Was wären solche Schutzzonen?      
Als wichtigsten Faktor sehe ich eine gute Eltern-Kind-Bindung. Das heißt wenn Eltern liebevoll, zuverlässig und feinfühlig mit dem Kind umgehen ist das ein hoher Schutzfaktor. Das bedeutet aber nicht, dass es zu Hause immer Krisen-, Stress- oder Konfliktfrei sein muss. Eine solide Eltern-Kind-Bindung verträgt sowas auch.


Am wirksamsten ist es, Strukturen zu schaffen. Der Wegfall vorheriger Strukturen macht es ja gerade so anstrengend. Struktur hilft sowohl Kindern -  Kleinkindern besonders - aber auch den Erwachsenen. Sie dient der Orientierung und schafft Ressourcen für die schönen Dinge und führt dazu, dass der Alltag mit Kindern entspannter wird. Wie die Strukturen dabei aussehen, ist erst einmal egal. Wichtig ist es, dass es eine Struktur gibt. Und das ist eine Mammutaufgabe! Gerade wenn ein Tag auch mal nicht so gut lief, können Abendrituale bei einem schönen Ausklang in dieser Situation mehr an Bedeutung gewinnen.
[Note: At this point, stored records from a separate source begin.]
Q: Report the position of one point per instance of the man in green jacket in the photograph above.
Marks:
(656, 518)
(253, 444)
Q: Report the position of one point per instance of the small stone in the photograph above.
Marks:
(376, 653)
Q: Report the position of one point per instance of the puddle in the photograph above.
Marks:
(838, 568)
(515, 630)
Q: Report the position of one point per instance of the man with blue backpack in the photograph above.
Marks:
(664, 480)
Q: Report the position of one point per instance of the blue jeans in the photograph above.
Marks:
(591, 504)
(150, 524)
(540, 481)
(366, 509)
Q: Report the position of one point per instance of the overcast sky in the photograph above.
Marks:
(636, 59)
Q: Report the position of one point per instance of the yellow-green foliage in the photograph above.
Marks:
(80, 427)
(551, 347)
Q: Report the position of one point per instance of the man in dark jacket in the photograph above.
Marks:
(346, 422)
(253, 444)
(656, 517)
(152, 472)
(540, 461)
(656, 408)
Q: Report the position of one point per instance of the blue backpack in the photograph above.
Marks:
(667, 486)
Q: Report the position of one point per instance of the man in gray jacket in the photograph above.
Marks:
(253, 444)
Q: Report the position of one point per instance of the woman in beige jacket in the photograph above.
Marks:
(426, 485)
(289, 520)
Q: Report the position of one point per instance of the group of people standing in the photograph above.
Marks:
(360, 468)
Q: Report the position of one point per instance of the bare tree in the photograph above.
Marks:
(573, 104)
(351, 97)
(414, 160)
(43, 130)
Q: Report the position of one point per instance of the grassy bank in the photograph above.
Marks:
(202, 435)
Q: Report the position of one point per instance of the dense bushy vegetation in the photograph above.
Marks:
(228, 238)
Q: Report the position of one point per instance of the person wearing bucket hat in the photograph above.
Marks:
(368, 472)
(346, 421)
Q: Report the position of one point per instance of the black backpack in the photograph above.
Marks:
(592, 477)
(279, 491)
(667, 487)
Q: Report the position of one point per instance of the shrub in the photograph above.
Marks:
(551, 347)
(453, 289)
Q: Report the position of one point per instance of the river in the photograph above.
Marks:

Es kann ein wichtiger Ankerpunkt für Kinder sein.


 Eltern dürfen auch bereits bei jungen Kindern offen kommunizieren wie es ihnen geht. Kinder sind sehr feinfühlig was Stimmung  und Mimik angeht. Wenn es einem nicht gut geht, irritiert es Kinder, wenn Erwachsene dies hinter einem Lächeln versuchen zu verstecken und nicht darüber reden. Es macht daher auch nichts, wenn man Kindern mal sagt, dass man  z. B. gerade gestresst ist oder nicht so gut drauf ist. Hier geht es natürlich nicht darum den ganzen seelischen Ballast bei den Kleinen abzuladen, aber es ist durchaus hilfreich so einen beigleitenden Dialog zu führen. Umgekehrt hilft es Kindern, wenn ihre Gefühle von den Eltern zurückgespiegelt werden, denn sie müssen ja noch lernen, diese einzuordnen. Gleichzeitig lernen Kinder so, dass es keine „richtigen“ oder „falschen“ Gefühle gibt, nur bessere oder schlechtere Lösungen. Auch das nimmt Druck.

 

Wie schätzen Sie es als Expertin ein: Wird Corona Spuren bei unseren Kindern hinterlassen?
Ist sehr spannend und kann pauschal so noch nicht beantwortet werden. Das wird viele Experten noch beschäftigen.

Für viele Familien ist das eine neue und herausfordernde Situation. Es hängt vieles davon ab, wie eine Familie mit der aktuellen Situation umgeht. Holt man sich rechtzeitig Hilfe? Hat man entsprechende Unterstützungsmöglichkeiten? Wie sieht es finanziell aus? All diese Dinge nehmen Einfluss darauf, bei welchen Kindern wir einen Einfluss sehen und wie lange wir diesen sehen.

 

Nahezu alle nicht medizinisch notwenigen Angebote für Kinder fallen weg, fehlt da geistige Anregung?
Das ist eine häufige Sorge und auch schon öfter an mich herangetreten worden. Die ganzen Angebote über Kinderturnen, PEKiP, Kinderschwimmen oder tanzen sind tolle Angebote und bieten Kindern sowie Eltern gute Möglichkeiten sich zu treffen, sich auszutauschen und einfach eine schöne Zeit zu haben.

Dieses riesige Angebot suggeriert aber auch, dass man ohne diese Dinge sein Kind nicht mehr groß bekommt – das ist aber einfach falsch!

Für jüngere Kinder, reicht es schon aus, wenn man sich mit dem Kind beschäftigt, mit ihm spricht, vorliest, in die Natur raus geht oder auch mal zusammen kocht. Um gesund groß zu werden brauchen Kinder nicht dieses Überangebot. Im Gegenteil: es sorgt häufig bei Eltern und Kind für unnötigen Druck.

Bei Schulanfänger hingegen macht es durchaus Sinn, sich mit den Erziehern in Verbindung zu setzen, um auch Materialien zu bekommen, um ohne Druck, zu üben. Man merkt an den Reaktionen des Kindes ob es passt oder nicht. Das junge Hirn holt sich das, was es braucht.

 

Wie wirken sich die fehlenden Sozialkontakte aus? Könnte die virtuelle Kommunikationsmöglichkeiten eine alternative Lösung sein?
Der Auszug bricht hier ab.